Colas en el Metropolitano.

(El Comercio / Anthony Niño de Guzmán)
Colas en el Metropolitano. (El Comercio / Anthony Niño de Guzmán)
Pedro Ortiz Bisso

Orientador del debe ser uno de los oficios más riesgosos que se conozcan, de tanto o más peligro que reparador de torres de alta tensión, entrenador de la ‘U’ o telefonista de call center.

Demanda templanza y un ejercicio de paciencia a la manera de un budista zen por el extremo agotamiento mental que supone cada jornada de trabajo.

Cada día, llueva o truene, estas heroicas almas de chalequito amarillo y gorrita azul deben soportar, con impenetrable estoicismo, cataratas de reclamos, alaridos e imprecaciones de los siempre apurados usuarios.

Así como a veces descargamos nuestra molestia con los telefonistas que nos atormentan con extensiones de líneas de crédito que nunca solicitamos, estos incansables obreros de “¡solo estación central!”, “¡línea 2, avaaaancen!” se convierten en blanco de las frustraciones de quienes llegan a los paraderos sobre la hora y les exigen a gritos que “llamen a pedir más carros”, como si de ellos dependiera la organización del servicio.

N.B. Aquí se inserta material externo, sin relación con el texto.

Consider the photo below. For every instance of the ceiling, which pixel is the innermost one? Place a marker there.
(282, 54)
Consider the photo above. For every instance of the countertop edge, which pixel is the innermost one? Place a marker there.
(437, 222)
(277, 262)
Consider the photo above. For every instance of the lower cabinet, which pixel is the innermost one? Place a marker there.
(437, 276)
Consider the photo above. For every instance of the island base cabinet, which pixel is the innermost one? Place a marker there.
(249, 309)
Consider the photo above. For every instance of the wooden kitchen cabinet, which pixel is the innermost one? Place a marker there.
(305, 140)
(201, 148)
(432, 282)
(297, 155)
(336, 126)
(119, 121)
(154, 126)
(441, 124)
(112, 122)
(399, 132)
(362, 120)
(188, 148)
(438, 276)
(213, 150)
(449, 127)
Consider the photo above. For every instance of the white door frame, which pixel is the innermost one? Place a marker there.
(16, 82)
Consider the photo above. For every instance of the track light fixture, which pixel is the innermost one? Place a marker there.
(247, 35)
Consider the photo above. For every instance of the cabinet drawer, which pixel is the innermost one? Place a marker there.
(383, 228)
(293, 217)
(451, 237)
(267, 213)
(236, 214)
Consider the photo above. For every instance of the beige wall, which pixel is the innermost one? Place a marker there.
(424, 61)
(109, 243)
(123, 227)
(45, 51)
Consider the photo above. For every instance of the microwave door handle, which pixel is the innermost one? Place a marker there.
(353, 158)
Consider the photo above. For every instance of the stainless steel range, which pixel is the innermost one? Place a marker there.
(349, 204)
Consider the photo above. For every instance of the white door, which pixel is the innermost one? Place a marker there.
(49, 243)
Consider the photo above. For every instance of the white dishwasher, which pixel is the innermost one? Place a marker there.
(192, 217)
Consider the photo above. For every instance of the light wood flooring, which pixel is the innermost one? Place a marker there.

Sin que se lo hayan exigido en su currículum vítae, estos trajinados controladores del orden deben utilizar el mismo vigor que La Roca cuando le toca salvar al mundo pero con un fin un poco más terrenal: cerrar las puertas de los buses. Lo hacen apretando los dientes, agitados, con los bíceps reventando, mientras decenas de pasajeros intentan encontrar sitio allí donde no entran más de uno o dos.

Y lo hacen, además, aguantando el mal humor de quienes suben conscientes de la tortuosa experiencia que les espera: viajar con la ropa hecha un acordeón, entre manos y codos inoportunos, el calzado pisoteado y soportando uno que otro avinagrado olorcillo.

Que estas líneas sirvan de homenaje a estos esforzados laburantes del transporte, víctimas de la paralización de la gran reforma que la ciudad exige a gritos, que con el colapso del servicio han pasado de orientadores a administradores del caos que se desata todos los días en los terminales. A la hora que sea.

Y que sirva también como muestra de lo absurda que constituye la pretensión de los concesionarios de los buses de subir los precios de los pasajes.

Junto al tren eléctrico, el Metropolitano es lo mejor que pudo haberle pasado al transporte público después de años de viajar como sardinas, colgados de microbuses destartalados.

Pero con el tiempo, el servicio se deterioró y si sigue usándose es porque, en comparación, resulta mejor que hacerse camino entre la locura que significa transitar por las calles de Lima.

Al momento de escribir estas líneas, el alza no se había concretado. Es una gran noticia. Querer cobrar más por un mal servicio no solo es un despropósito, es una falta de respeto. Es un insulto a la inteligencia del usuario.